Incidence of hypoglycemia after Gastric Bypass versus Sleeve Gastrectomy: a Randomized Trial.
J Clin Endocrinol Metab. 2018 Mar 23;:
Authors: Capristo E, Panunzi S, De Gaetano A, Spuntarelli V, Bellantone R, Giustacchini P, Birkenfeld AL, Amiel S, Bornstein SR, Raffaelli M, Mingrone G
Abstract
Contest-&-Objective: We compared the incidence of hypoglycemia after Roux-en-Y-Gastric-Bypass (RYGB) versus Sleeve Gastrectomy (SG).
Design-Setting-and- Main Outcome Measure: Randomized, open-label trial conducted at the outpatient obesity-clinic in a university-hospital in Rome, Italy. The primary aim was the incidence of reactive hypoglycemia (<3.1 mmol/l after 75g-oral-glucose-load) at 1 year after surgery (intention-to-treat-analysis, carried-forward for missing data). Secondary aims were hypoglycemia under everyday-life conditions, insulin-sensitivity and insulin-secretion, lipid profile.

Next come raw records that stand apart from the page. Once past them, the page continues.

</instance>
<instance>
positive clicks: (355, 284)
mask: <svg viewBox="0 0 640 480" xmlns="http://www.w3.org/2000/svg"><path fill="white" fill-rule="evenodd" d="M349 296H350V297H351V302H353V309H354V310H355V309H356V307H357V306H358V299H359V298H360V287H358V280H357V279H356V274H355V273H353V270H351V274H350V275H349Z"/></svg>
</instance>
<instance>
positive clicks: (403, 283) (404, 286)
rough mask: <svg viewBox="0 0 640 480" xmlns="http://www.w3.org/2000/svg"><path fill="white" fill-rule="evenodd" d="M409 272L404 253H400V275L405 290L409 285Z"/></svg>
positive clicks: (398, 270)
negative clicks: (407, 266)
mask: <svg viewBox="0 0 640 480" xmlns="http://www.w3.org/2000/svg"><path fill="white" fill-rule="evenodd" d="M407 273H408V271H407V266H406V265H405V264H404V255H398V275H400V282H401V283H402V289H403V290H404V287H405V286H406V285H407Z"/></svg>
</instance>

Results: Of 175 eligible patients, 120 were randomized 1:1 to RYGB or SG; 117 (93%) completed the 12-months follow-up. Hypoglycemia during oral-glucose-tolerance testing was detected in 14% and 29% of SG and RYGB patients (P=0.079), with the effect of treatment in multivariate analysis significant at P=0.018. Daily hypoglycemic episodes during continuous-glucose-monitoring did not differ between groups (P=0.75). Four out of 59 RYGB-subjects (6.8%) had 1-3 hospitalizations for symptomatic-hypoglycemia vs. 0 in SG. The static β-cell glucose-sensitivity-index, evaluated by minimal model, increased after both treatments (from 50.99±33.68∙109min-1 to 120.43±98.90∙109min-1, P<0.001), but the dynamic β-cell glucose-sensitivity-index increased significantly in SG (from 323.93±480.87∙109 to 933.32±1063.86∙109min-1, P=0.008) and decreased in RYGB (from 645.69±733.21∙109 to 414.90±469.87∙109 min-1; P=0.004 for time×treatment interaction). Whole-body insulin-sensitivity increased about 10-fold in both groups. The higher the BMI reduction, the higher was the number of hypoglycemic episodes.

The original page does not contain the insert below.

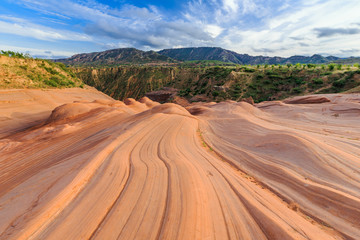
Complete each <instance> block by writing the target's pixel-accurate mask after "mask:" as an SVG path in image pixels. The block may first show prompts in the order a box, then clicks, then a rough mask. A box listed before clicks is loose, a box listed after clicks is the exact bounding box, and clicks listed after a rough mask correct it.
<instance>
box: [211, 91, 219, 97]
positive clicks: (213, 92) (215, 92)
mask: <svg viewBox="0 0 360 240" xmlns="http://www.w3.org/2000/svg"><path fill="white" fill-rule="evenodd" d="M211 94H212V95H213V96H214V97H217V96H219V92H218V91H213V92H212V93H211Z"/></svg>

Conclusions: We show that reactive-hypoglycemia is no less common after SG and this is not a safer option than RYGB, but RYGB is associated with more severe hypoglycemic episodes. This is likely due to the lack of improvement of β-cell sensitivity to changes in circulating glucose after RYGB, which determines an inappropriately high insulin-secretion in the face of a dramatically improved peripheral insulin-sensitivity.